В августе 1749 года между Данией и Швецией был подписан договор об оборонительном союзе, кронпринц отказался от голштинского наследства и взамен получил города Дельменгорст и Ольденбург. Сделка до времени оставалась тайной и должна была вступить в силу сразу после кончины великого князя. Несколько месяцев в Петербурге ничего не знали о случившемся, и лишь в апреле 1750 года информация просочилась из Копенгагена. Елизавета Петровна была вновь унижена, а Бестужев просто втоптан в грязь. Он конфликтовал со Швецией, полагаясь на Данию, а тем временем оба королевства протянули друг другу руки.
Канцлер запил и перестал показываться при дворе. Императрица демонстрировала ему своё пренебрежение. В этих условиях у Петра Фёдоровича появился шанс выскользнуть из-под тяжёлой политической опеки. В январе 1750 года в Петербург прибыл новый датский посланник граф Рохус Фридрих Линар, уполномоченный возобновить переговоры об обмене владений.

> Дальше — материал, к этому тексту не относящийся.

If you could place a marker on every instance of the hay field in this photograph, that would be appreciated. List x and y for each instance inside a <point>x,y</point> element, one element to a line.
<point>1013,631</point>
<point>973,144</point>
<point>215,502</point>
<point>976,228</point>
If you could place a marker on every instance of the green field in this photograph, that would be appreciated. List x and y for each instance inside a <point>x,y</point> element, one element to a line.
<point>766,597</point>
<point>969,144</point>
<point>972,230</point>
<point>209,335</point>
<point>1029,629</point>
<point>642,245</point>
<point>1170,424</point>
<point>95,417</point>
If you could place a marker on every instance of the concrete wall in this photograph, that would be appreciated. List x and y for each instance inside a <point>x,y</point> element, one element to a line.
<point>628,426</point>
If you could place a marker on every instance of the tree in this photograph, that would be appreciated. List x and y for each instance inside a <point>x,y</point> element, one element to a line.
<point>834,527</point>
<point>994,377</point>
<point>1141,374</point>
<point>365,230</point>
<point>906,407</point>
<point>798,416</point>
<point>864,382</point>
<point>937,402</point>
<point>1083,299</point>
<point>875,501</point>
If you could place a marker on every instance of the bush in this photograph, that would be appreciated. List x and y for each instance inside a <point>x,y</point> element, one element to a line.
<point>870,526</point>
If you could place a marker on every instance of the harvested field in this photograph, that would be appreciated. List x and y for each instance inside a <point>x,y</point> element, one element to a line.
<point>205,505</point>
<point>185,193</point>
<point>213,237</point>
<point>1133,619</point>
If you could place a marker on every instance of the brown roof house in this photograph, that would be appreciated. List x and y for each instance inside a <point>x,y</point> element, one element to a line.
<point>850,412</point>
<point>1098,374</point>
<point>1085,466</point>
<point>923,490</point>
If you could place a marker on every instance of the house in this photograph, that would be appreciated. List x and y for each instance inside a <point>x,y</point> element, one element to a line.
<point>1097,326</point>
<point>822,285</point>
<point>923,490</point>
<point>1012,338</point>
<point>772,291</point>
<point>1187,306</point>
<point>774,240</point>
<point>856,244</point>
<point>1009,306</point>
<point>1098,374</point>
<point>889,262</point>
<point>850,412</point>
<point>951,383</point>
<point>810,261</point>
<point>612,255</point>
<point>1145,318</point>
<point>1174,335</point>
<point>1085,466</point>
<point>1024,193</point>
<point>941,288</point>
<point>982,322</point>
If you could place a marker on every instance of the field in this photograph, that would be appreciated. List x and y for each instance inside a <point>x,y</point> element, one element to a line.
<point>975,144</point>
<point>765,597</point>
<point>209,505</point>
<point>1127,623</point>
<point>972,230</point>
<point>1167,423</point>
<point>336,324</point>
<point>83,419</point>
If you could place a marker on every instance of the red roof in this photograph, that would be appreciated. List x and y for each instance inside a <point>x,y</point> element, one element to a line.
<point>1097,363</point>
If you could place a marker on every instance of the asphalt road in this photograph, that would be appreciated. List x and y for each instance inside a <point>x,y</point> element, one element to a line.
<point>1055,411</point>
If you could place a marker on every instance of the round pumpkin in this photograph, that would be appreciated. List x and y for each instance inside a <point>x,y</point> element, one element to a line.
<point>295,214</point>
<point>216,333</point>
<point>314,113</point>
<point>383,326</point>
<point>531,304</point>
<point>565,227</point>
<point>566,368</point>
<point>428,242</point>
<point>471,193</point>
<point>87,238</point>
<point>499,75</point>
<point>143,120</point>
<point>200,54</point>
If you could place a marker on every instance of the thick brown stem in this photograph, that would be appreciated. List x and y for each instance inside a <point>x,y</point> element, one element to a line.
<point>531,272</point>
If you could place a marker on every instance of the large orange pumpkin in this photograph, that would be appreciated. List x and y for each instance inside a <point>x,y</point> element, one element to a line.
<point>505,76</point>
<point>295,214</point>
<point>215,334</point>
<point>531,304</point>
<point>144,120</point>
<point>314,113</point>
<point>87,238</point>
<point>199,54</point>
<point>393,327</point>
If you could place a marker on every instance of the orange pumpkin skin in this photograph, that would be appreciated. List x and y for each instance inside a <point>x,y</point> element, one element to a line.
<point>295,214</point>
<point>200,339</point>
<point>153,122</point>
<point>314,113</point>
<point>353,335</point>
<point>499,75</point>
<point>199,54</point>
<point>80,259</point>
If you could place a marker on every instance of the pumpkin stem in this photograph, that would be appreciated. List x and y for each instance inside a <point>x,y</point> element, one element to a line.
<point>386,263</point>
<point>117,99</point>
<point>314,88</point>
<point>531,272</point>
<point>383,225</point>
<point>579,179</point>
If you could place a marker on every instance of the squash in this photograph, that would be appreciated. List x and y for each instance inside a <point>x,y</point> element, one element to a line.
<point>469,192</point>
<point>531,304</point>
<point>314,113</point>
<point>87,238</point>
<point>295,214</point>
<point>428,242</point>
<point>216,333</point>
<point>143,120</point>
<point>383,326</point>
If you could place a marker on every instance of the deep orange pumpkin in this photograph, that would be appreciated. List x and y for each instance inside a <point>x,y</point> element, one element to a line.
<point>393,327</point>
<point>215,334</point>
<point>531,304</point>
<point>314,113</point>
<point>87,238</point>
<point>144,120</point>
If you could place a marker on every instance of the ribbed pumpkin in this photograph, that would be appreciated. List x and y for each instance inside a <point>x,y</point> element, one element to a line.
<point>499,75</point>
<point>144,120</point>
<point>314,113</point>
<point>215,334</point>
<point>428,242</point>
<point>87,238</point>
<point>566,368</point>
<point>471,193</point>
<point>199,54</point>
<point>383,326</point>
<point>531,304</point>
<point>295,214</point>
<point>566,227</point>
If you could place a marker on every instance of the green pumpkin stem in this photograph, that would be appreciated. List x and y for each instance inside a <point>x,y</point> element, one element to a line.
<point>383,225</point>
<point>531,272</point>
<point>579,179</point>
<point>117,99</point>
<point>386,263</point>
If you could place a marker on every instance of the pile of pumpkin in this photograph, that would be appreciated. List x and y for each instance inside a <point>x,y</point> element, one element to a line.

Екатерина характеризовала графа Линара враждебно и насмешливо, правда, признавая за ним ум и изворотливость. «Это был человек, соединявший в себе, как говорили, большие знания с такими же способностями; внешностью он походил на самого настоящего фата. Он был статен, хорошо сложен, рыжевато-белокурый, с белым, как у женщины, цветом лица; говорят, он так холил свою кожу, что ложился спать не иначе, как намазав лицо и руки помадой, и надевал на ночь перчатки и маску. Он хвастался тем, что имел восемнадцать детей, и уверял, что всех кормилиц своих детей приводил в положение, в котором они вторично могли кормить»13.
Линар имел полномочия сделать великому князю несколько уступок по мелочи, чтобы, таким образом, втянуть его в переговоры. Это получилось, поскольку и Бестужев, и Пехлин проявили заинтересованность в предложениях датской стороны. Копенгаген, желая соединить свои владения в Германии, предлагал неплохие земли взамен финансово несостоятельного герцогства. Но Пётр чувствовал себя преданным и не хотел вступать в переговоры. «Пехлин докладывал великому князю, что слушать не значит вести переговоры, — вспоминала Екатерина, — а от ведения переговоров до принятия условий ещё очень далеко». Согласившись слушать, цесаревич неизбежно должен был что-то отвечать. И тут ловкий Линар сыграл в поддавки: подписал в октябре 1750 года конвенцию об обмене «дезертирами» — то есть перебежчиками с голштинских земель на датские и обратно14.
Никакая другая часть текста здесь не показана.